Ever miss the days of the typewriter? Every so often I do.
Yes, the benefits from writing with word processing software on a computer are enormous, but typewriters had a few benefits. For one, once you had typed out the work, it was already there for you; no sitting around for hours while waiting for a proof of your 300+ page novel to print out for editing or mailing (which is what I'm doing while writing this).
But more than that, I kind of miss the mechanics of writing with a typewriter. My first typewriter was some foreign brand, a portable manual that was quite dodgy mechanically, but I loved it.

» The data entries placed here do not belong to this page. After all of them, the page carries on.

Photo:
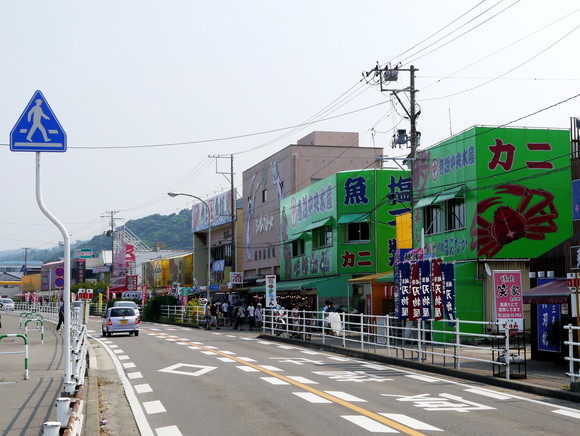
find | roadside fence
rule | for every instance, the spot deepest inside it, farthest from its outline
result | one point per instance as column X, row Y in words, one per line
column 445, row 343
column 574, row 362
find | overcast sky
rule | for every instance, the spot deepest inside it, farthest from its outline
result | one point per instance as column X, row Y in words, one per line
column 147, row 90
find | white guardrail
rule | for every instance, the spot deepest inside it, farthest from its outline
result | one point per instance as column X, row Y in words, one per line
column 69, row 409
column 573, row 361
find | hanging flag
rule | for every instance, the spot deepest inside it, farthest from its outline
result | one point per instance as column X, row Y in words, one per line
column 403, row 282
column 415, row 293
column 448, row 272
column 437, row 289
column 425, row 277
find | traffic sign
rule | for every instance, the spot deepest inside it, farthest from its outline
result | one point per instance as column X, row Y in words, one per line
column 38, row 129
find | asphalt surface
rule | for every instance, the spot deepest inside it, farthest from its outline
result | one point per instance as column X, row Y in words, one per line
column 31, row 402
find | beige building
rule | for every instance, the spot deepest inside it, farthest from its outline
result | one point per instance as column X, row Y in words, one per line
column 314, row 157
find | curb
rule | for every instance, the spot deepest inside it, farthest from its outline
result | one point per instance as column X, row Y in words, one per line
column 494, row 381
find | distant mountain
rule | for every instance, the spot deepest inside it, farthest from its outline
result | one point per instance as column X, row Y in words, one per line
column 172, row 230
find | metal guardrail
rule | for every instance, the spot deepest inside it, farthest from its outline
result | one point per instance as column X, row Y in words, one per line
column 574, row 374
column 69, row 420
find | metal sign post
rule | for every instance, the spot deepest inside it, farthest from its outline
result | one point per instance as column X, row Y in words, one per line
column 38, row 130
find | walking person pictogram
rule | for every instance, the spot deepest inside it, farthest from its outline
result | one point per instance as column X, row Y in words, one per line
column 37, row 114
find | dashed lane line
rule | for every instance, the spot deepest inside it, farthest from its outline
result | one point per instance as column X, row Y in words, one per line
column 388, row 423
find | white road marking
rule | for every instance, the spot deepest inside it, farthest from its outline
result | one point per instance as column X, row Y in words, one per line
column 346, row 397
column 134, row 375
column 143, row 388
column 152, row 407
column 247, row 369
column 272, row 368
column 274, row 381
column 172, row 430
column 409, row 422
column 303, row 380
column 569, row 413
column 424, row 378
column 198, row 369
column 312, row 398
column 490, row 394
column 369, row 424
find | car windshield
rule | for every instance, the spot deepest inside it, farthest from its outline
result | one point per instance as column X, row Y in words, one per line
column 122, row 311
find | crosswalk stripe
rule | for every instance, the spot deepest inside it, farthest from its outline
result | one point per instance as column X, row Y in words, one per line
column 312, row 398
column 369, row 424
column 410, row 422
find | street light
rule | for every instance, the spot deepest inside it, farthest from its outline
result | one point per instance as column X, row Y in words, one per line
column 174, row 194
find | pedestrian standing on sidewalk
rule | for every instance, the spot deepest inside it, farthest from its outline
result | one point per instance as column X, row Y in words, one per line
column 60, row 316
column 258, row 316
column 251, row 317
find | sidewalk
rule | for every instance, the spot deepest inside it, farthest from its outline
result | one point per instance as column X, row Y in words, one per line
column 27, row 404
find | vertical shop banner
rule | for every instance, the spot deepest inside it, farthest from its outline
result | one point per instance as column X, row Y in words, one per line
column 415, row 294
column 448, row 274
column 271, row 291
column 425, row 277
column 437, row 289
column 509, row 304
column 403, row 284
column 548, row 336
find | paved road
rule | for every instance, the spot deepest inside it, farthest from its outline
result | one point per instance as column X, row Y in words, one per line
column 186, row 381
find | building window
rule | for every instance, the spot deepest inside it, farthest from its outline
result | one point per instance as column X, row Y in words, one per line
column 298, row 247
column 358, row 232
column 432, row 219
column 322, row 237
column 455, row 214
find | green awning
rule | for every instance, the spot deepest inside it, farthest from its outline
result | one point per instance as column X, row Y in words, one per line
column 349, row 218
column 318, row 223
column 389, row 278
column 425, row 201
column 449, row 194
column 295, row 285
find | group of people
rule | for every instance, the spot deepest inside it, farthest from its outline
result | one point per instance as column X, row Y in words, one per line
column 237, row 314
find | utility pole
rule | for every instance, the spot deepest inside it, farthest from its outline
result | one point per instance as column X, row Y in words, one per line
column 233, row 201
column 384, row 77
column 111, row 214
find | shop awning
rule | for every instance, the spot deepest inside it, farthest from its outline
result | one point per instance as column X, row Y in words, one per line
column 349, row 218
column 554, row 292
column 318, row 223
column 294, row 285
column 373, row 278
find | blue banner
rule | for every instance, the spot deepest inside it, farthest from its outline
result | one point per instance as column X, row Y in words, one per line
column 448, row 273
column 548, row 314
column 425, row 277
column 403, row 281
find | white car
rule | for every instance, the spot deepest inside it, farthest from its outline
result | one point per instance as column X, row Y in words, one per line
column 7, row 303
column 131, row 304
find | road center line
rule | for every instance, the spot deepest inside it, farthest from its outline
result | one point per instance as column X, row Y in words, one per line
column 353, row 407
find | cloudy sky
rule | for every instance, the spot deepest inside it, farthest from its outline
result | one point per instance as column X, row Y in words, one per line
column 147, row 90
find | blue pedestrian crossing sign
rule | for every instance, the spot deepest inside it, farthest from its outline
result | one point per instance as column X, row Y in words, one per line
column 37, row 128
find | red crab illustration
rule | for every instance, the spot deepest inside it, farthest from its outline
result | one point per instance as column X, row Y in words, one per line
column 529, row 220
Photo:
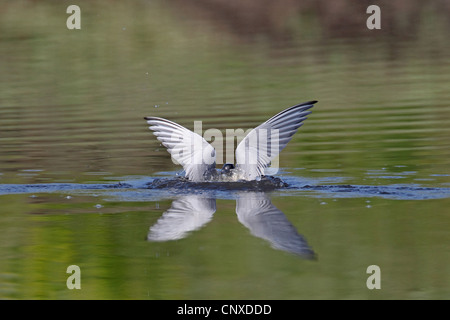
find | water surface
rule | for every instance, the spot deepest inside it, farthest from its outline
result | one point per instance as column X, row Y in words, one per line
column 368, row 172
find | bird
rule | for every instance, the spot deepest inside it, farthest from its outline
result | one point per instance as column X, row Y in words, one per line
column 253, row 154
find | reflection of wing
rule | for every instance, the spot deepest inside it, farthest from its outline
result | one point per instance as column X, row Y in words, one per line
column 264, row 143
column 186, row 214
column 188, row 148
column 264, row 220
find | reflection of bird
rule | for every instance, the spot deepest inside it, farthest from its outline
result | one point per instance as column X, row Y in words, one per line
column 186, row 214
column 253, row 154
column 264, row 220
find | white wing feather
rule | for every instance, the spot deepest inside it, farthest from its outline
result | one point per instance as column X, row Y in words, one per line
column 256, row 151
column 187, row 148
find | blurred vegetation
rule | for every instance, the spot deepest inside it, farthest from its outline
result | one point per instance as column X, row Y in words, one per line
column 71, row 107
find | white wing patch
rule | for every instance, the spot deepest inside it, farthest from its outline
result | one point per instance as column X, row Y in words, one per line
column 264, row 143
column 187, row 148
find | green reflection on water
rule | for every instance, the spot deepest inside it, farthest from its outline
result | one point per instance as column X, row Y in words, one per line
column 71, row 107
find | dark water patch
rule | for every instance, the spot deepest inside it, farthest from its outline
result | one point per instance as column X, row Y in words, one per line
column 147, row 189
column 267, row 183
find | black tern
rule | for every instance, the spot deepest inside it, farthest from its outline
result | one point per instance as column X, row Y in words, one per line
column 253, row 154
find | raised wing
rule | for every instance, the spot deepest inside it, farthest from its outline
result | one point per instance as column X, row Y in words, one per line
column 264, row 220
column 258, row 149
column 186, row 214
column 187, row 148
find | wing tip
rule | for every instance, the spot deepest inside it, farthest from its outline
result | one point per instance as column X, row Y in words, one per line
column 307, row 103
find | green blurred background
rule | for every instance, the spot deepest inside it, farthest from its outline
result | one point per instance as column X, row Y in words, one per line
column 71, row 110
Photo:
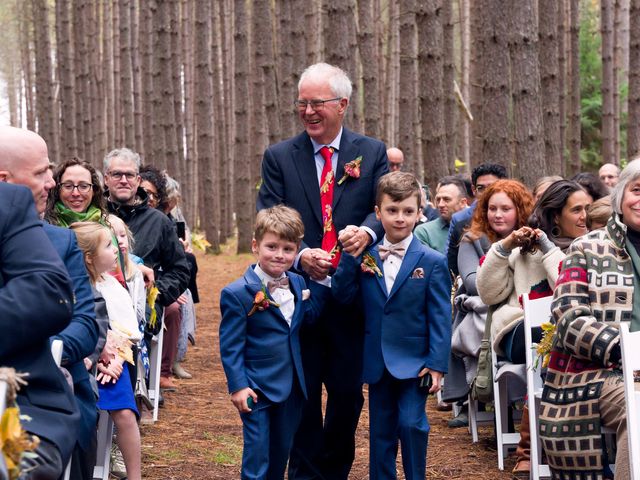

My mom got my second typewriter for me in high school; it was a fancy electric Smith Corona that even had an erase key on it that would allow me to go back and automatically white-out a bad keystroke. Boy, I thought that was big time!
Then, at the age of 18 I entered college, and that's when I discovered Macintoshes. These newfangled computers were far and away better than the Vic 20 and Commodore 64 computers I was familiar with from high school. Since then, I've never looked back and I've never owned another typewriter. My (now old) Smith Corona sits unused in my mom's house five hundred miles a day.
Ah, nostaliga.
1 comment:
I never did and could never do the typewriter thing. Ugh!
I'm the old fogey who still writes by hand. 95% of what I've written/write has been handwriten, then typed into the computer. I flow much faster by hand, it just seems so different trying to work at the computer. And I edit way too much unless I consciously fight the urge not to look back when I'm staring at the screen.
Besides, I consider my type-in to be my first edit then, as I make adjustments and corrections during this time. This makes word processing invaluable.